A design for which a registration application has not been made, has been rejected, or whose protection period has expired will no longer be protected under the Industrial Property Law No. 6769. Whether this gap can be filled by the unfair competition provisions of the Turkish Commercial Code remains controversial. While it can be argued that general unfair competition provisions may apply in the absence or inadequacy of a special law, this approach needs to be structured differently from lawsuits based on registered rights.
In this context, it can be said that unfair competition provisions serve a gap-filling function for intellectual products that fall outside the scope of the intellectual property system or have not yet completed the registration process; however, the limits and conditions of this function are expected to be clarified by judicial precedent.
Trademark and Copyright Protection
The simultaneous application of trademark and copyright causes less debate than other types of rights. The main reason for this is that the two protections have distinctly separate functions.
Nevertheless, overlaps cannot be denied. An original logo can benefit from both copyright protection and trademark registration. The simultaneous operation of these two protections means that copyright will remain valid, especially if trademark protection expires or becomes invalid, thus offering an additional layer of security to the right holder.
Trademark and Unfair Competition
The relationship between trademark and unfair competition is also evaluated on a similar logical axis. Considering the Supreme Court’s recent jurisprudence in the field of design, it can be foreseen that the parallel application of Turkish Commercial Code’s unfair competition provisions in lawsuits based on registered trademarks will find an increasingly narrow scope.
Conclusion
The issue of the concurrence of rights continues to be one of the most dynamic and practically critical areas of intellectual property law. For this reason, a single creation or product can benefit from multiple protection regimes simultaneously, provided that different conditions are met. This possibility of cumulative protection is particularly evident in applied arts, where original designs can also fall within the scope of copyright law.

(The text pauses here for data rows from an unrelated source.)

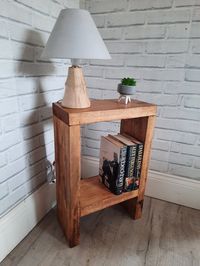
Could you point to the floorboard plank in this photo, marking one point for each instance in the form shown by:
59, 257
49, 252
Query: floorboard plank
167, 234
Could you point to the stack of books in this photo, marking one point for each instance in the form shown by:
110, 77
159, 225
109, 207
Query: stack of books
120, 162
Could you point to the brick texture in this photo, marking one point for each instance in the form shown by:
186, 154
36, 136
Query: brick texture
158, 43
28, 86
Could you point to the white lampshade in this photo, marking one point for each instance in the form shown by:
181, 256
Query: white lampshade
75, 36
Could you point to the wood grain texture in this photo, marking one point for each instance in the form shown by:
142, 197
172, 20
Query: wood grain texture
76, 95
67, 156
166, 235
103, 110
142, 129
94, 196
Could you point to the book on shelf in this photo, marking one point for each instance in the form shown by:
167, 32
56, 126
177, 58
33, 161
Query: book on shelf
139, 157
129, 179
112, 164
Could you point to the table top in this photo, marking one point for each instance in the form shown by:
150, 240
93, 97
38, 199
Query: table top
103, 110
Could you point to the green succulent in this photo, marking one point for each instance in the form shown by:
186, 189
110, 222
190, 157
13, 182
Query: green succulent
128, 81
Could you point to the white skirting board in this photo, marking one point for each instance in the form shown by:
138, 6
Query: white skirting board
16, 224
176, 189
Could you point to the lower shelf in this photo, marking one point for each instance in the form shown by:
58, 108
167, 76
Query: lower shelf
94, 196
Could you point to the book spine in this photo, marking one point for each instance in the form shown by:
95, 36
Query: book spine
138, 164
130, 165
131, 161
121, 172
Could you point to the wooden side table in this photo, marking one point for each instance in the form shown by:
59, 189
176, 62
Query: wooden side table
76, 197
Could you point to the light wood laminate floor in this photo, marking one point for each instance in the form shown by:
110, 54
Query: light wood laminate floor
167, 235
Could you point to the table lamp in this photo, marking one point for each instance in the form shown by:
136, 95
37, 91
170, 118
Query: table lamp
75, 37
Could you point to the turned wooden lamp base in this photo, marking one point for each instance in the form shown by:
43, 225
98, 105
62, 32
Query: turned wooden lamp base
76, 95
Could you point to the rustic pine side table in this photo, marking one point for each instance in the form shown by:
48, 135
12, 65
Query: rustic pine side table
76, 197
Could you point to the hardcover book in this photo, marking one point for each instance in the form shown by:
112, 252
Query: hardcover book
129, 180
112, 164
138, 161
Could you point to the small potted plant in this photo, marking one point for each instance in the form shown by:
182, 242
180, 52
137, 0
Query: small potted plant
126, 88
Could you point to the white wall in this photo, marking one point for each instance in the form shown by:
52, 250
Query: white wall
158, 43
28, 86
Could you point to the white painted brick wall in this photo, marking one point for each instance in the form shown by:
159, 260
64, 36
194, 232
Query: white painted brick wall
28, 86
158, 43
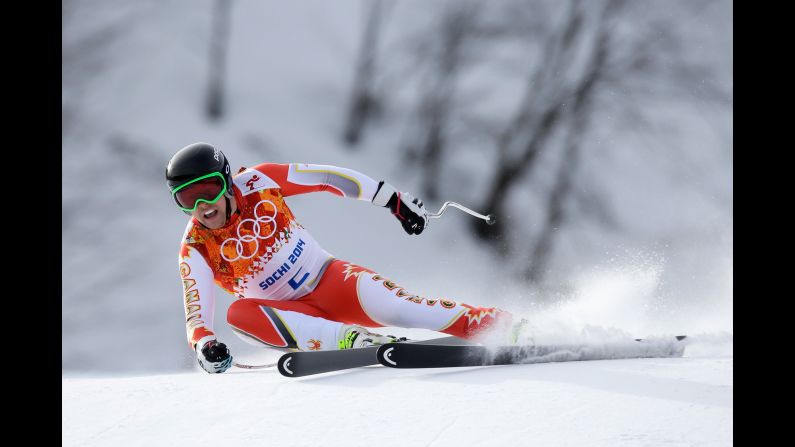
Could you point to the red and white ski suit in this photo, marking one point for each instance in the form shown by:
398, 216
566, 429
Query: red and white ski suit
290, 292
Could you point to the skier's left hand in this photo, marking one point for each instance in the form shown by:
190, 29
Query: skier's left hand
212, 355
407, 209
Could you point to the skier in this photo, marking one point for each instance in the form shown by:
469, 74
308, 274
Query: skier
291, 293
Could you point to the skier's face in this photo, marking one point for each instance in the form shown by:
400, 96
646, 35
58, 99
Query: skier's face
212, 215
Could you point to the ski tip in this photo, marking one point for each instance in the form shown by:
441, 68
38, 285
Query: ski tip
284, 365
385, 355
678, 338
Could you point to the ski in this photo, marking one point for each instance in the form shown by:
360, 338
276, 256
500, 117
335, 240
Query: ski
305, 363
403, 355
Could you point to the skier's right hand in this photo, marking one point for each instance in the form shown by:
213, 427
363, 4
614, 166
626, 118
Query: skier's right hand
213, 356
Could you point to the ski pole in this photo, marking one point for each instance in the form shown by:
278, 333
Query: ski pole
490, 219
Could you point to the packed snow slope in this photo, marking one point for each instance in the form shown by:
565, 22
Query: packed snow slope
669, 401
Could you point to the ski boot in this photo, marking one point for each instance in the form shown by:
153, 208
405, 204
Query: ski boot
358, 337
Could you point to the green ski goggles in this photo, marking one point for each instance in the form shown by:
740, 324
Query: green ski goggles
207, 188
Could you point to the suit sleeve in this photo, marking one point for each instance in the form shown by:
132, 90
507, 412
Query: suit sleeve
299, 178
199, 294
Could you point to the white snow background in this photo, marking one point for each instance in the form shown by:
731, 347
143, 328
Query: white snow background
128, 375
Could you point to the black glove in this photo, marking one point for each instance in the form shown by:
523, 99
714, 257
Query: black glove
213, 356
407, 209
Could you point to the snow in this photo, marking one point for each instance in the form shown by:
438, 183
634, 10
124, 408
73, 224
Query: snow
673, 401
128, 376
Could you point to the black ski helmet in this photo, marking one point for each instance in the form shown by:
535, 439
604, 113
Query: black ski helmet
194, 161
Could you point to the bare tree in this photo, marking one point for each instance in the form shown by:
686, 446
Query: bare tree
219, 44
537, 118
364, 103
438, 94
580, 116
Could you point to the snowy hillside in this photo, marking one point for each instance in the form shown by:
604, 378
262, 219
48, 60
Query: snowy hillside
678, 402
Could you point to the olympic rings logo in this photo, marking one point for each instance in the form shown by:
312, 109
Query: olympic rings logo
256, 227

However, the Supreme Court’s recent jurisprudence has clearly stated that the unfair competition provisions of the Turkish Commercial Code cannot be invoked in parallel in lawsuits based on registered design and trademark rights. This development represents a radical departure from the cumulative application understanding established during the period of the repealed Turkish Commercial Code No. 6762 and has significant strategic implications for practitioners.
Unfair competition provisions, on the other hand, continue to function for intellectual products that are outside the scope of registration or have not yet completed the registration process. In this context, regulations regarding unfair competition maintain their complementary nature to the SMK.
Finally, a correct understanding of this tripartite protection map by right holders from the outset is of decisive importance for both litigation strategies and the selection of protection tools.